The UW School of Public Health is turning research into action to interrupt the transmission of parasitic worms in developing countries.
For two billion people around the planet, anemia, weakness and malaise are part of daily life.
These symptoms are part of living with soil-transmitted helminths – more commonly known as intestinal worms – that inhabit victims’ bellies, sapping their nutrients and stunting their physical and cognitive development.
In countries where the disease is prevalent, soil-transmitted helminths have long been a public health problem and a human rights issue — and the UW School of Public Health is doing something about it. Researchers are playing a leading role in DeWorm3, a project based at the Natural History Museum in London and funded by the Bill & Melinda Gates Foundation.
DeWorm3 is providing the platform for one of the largest implementation science projects in the field to date. Its core mission? To interrupt the transmission of intestinal worms.
Intestinal worms are all over the world, but in countries like Japan and the United States, public health officials have been able to control or even stop transmission of the disease. But impoverished areas of Africa and Asia are still battling the cycle. Why haven’t we been able to eradicate this problem on a global scale yet?
The key culprits are limited access to clean water and sanitation resources – as well as the fact that only preschool- and school-age children receive treatment in current deworming programs, says Arianna Means, ’17, graduate of the world’s first Ph.D. program in metrics and implementation science and a DeWorm3 research scientist.
Worm infections come from eating unwashed fruit and vegetables that have traces of fecal matter, from drinking contaminated water or simply from walking barefoot: Some worms migrate through the skin.
Because only children are being treated, they might be rid of an infection one day, then go back to their earthen-floor homes and get reinfected the next. “Unless you can get really intense community-wide treatment going, disrupting the transmission is pretty challenging,” says Means.
Therein lies the solution: programs that treat everyone, in all households, more than once a year.
Mass drug administration programs have targeted entire communities before, so we know the strategy works. A large-scale effort to squash another parasitic disease, lymphatic filariasis (commonly known as elephantiasis), kicked off in 2000. Community-wide treatment helped transmission rates drop 43 percent in just 15 years. More than 800 million people have been treated so far, and in some countries, the transmission cycle has been interrupted. The hope is for complete elimination of the disease by 2020.

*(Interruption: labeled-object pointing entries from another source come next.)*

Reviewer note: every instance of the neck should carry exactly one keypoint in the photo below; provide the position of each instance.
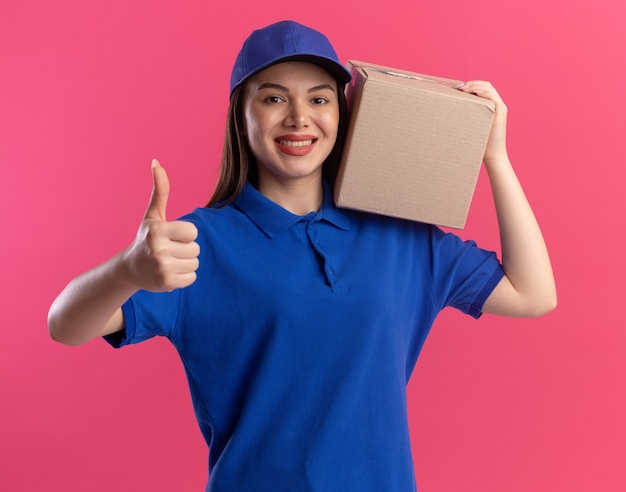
(299, 197)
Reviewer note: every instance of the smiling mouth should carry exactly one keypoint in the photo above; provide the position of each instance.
(295, 143)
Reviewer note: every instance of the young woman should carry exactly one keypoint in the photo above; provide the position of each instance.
(298, 323)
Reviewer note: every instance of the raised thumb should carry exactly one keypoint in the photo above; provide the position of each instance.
(160, 191)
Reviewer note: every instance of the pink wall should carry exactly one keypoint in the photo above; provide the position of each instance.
(91, 91)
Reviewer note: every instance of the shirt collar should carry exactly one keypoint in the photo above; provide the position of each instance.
(273, 219)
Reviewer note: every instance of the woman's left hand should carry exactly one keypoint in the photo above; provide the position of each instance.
(496, 145)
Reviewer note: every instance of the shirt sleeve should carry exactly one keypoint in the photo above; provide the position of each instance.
(464, 275)
(146, 315)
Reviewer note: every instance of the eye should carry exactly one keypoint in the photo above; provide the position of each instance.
(319, 100)
(273, 99)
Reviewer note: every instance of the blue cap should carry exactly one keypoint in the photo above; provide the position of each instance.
(285, 41)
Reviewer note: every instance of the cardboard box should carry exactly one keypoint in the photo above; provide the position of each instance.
(414, 145)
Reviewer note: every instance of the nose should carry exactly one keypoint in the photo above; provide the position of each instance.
(297, 116)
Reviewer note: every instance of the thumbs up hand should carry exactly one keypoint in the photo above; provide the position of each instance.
(164, 255)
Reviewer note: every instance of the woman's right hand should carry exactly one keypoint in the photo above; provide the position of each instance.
(164, 255)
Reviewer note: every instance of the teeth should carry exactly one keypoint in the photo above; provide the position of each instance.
(295, 143)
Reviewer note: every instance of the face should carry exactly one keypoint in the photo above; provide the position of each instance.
(291, 115)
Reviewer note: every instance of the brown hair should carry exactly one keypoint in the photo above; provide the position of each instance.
(238, 164)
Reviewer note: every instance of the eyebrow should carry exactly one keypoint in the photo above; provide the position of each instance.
(270, 85)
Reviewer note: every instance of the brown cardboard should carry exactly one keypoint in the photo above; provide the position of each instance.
(414, 145)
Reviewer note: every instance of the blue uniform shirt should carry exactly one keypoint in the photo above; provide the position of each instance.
(300, 334)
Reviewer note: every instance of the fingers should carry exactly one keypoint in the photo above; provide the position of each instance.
(480, 88)
(164, 255)
(160, 191)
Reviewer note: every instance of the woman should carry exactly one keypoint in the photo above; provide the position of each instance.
(299, 324)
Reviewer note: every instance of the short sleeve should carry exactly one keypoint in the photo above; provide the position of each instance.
(464, 275)
(146, 315)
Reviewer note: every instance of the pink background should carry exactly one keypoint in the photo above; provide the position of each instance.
(90, 92)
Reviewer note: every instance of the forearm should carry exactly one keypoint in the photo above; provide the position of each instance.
(529, 286)
(90, 305)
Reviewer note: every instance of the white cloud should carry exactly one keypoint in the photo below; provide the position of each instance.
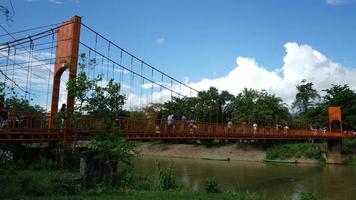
(56, 1)
(160, 40)
(338, 2)
(300, 62)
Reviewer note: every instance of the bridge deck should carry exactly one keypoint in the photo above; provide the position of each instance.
(35, 128)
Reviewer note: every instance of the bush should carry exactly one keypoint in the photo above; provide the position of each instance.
(297, 150)
(308, 196)
(212, 186)
(166, 180)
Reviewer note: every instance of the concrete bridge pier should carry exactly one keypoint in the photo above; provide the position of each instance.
(333, 153)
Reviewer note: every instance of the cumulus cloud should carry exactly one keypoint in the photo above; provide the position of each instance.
(339, 2)
(160, 40)
(56, 1)
(300, 62)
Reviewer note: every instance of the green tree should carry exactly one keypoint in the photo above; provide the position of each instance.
(306, 97)
(259, 106)
(102, 103)
(343, 96)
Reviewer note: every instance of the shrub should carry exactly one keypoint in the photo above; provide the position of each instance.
(212, 186)
(166, 180)
(308, 196)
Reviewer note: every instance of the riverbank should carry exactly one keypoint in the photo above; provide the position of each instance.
(231, 152)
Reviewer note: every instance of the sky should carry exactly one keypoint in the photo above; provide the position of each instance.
(229, 44)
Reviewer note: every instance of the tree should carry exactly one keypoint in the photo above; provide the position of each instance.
(306, 97)
(102, 103)
(343, 96)
(260, 107)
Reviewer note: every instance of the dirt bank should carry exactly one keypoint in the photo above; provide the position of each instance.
(195, 151)
(201, 151)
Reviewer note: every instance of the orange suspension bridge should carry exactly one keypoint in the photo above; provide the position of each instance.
(35, 66)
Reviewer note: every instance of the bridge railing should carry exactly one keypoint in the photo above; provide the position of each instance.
(38, 123)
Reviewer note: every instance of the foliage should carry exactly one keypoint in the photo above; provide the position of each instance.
(297, 150)
(212, 186)
(103, 103)
(308, 196)
(113, 147)
(349, 145)
(260, 107)
(24, 183)
(343, 96)
(305, 97)
(166, 180)
(10, 100)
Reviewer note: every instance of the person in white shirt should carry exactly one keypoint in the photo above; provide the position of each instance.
(170, 122)
(254, 128)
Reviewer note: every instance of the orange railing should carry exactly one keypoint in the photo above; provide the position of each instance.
(29, 126)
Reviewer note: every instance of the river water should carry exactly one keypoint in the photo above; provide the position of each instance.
(334, 182)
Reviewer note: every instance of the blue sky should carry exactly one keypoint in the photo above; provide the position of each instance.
(202, 39)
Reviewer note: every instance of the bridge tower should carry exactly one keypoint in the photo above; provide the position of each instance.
(68, 37)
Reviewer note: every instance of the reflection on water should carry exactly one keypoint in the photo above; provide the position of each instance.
(272, 180)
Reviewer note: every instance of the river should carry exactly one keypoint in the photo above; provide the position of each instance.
(332, 182)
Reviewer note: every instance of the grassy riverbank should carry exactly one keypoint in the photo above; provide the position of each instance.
(46, 181)
(303, 152)
(160, 195)
(295, 151)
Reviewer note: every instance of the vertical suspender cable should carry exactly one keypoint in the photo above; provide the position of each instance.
(32, 46)
(151, 85)
(122, 71)
(131, 79)
(49, 71)
(142, 85)
(108, 59)
(13, 67)
(95, 59)
(161, 91)
(7, 63)
(171, 89)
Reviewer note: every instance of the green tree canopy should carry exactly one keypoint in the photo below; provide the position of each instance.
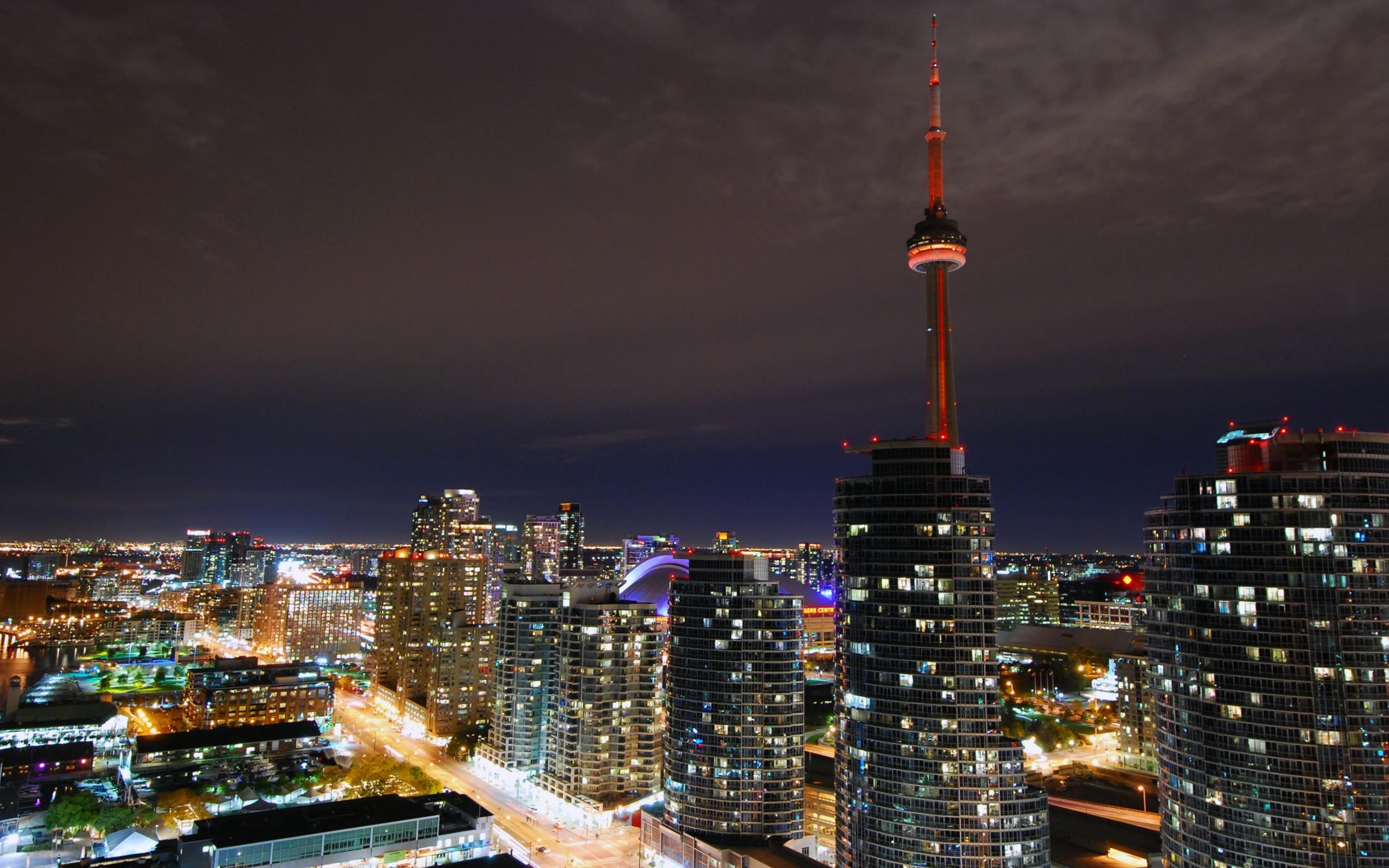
(74, 812)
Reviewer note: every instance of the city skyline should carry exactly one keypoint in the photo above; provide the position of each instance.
(241, 276)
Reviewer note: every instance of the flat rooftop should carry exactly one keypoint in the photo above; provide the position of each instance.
(234, 829)
(237, 829)
(221, 737)
(66, 714)
(1065, 639)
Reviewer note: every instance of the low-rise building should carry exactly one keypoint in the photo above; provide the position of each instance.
(380, 831)
(102, 724)
(1109, 614)
(664, 846)
(67, 762)
(241, 692)
(148, 628)
(173, 759)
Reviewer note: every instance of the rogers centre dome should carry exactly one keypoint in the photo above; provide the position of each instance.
(651, 582)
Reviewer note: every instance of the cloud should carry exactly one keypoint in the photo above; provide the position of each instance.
(1229, 110)
(113, 82)
(594, 441)
(603, 439)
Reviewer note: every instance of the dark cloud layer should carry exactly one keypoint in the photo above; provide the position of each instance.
(284, 267)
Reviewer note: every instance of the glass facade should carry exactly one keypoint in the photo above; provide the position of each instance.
(735, 705)
(1269, 653)
(924, 775)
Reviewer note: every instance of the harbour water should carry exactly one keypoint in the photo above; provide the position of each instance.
(33, 664)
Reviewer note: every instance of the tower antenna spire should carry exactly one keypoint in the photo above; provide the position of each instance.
(935, 135)
(935, 249)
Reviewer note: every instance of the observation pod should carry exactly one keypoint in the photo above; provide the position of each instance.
(938, 239)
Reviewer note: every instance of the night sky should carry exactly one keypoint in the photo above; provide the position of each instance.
(286, 266)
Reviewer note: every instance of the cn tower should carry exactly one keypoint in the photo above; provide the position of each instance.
(936, 249)
(924, 775)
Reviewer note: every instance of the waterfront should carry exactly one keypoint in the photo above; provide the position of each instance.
(34, 663)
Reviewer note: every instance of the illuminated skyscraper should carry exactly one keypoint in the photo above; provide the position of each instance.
(195, 554)
(524, 700)
(541, 546)
(735, 705)
(571, 537)
(1269, 649)
(604, 738)
(924, 775)
(318, 623)
(418, 593)
(445, 522)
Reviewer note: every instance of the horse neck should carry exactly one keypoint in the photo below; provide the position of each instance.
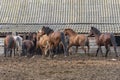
(72, 34)
(97, 36)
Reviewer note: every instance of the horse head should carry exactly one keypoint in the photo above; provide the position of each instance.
(46, 30)
(94, 31)
(69, 31)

There’s an opportunity here, says Means, to leverage treatment platforms already in place in Benin, Malawi and India for DeWorm3’s efforts. In fact, lymphatic filariasis and intestinal worm treatments share a drug treatment: albendazole.
This is what implementation science is all about.
The current U.S. estimate for going from the discovery of an intervention to its implementation at scale is 17 years, says Kenny Sherr, associate professor of global health at the UW. “This is what we refer to as the ‘know-do’ gap,” he explains. “What implementation science tries to do is close this gap – to take what we know works in terms of health interventions from trials and improve the speed and quality of its implementation at scale.”
Starting this year, at the end of the lymphatic filariasis programs in those three countries, DeWorm3 will randomly assign communities to either maintain the standard program of only treating preschool- and school-age children for intestinal worms – or switch to a highly intensive treatment plan where everyone in the community is treated twice per year. Along the way, DeWorm3 will conduct further implementation science research to understand best practices in intervention delivery and opportunities to maximize community participation.
In 2020, both types of communities will stop all treatment. Two years later, DeWorm3 will compare the groups and determine whether the intensified treatment program was more successful. If so, the team will work with policymakers to develop relevant guidelines that could be used to bring the intensified intervention to scale.
The potential impact of DeWorm3’s work for an infection-free world is unparalleled, says Means. “For a parent, just knowing your kid isn’t at risk of contracting an infection is huge,” she says. “There’s peace of mind in knowing your child can run around barefoot without getting a belly full of worms.”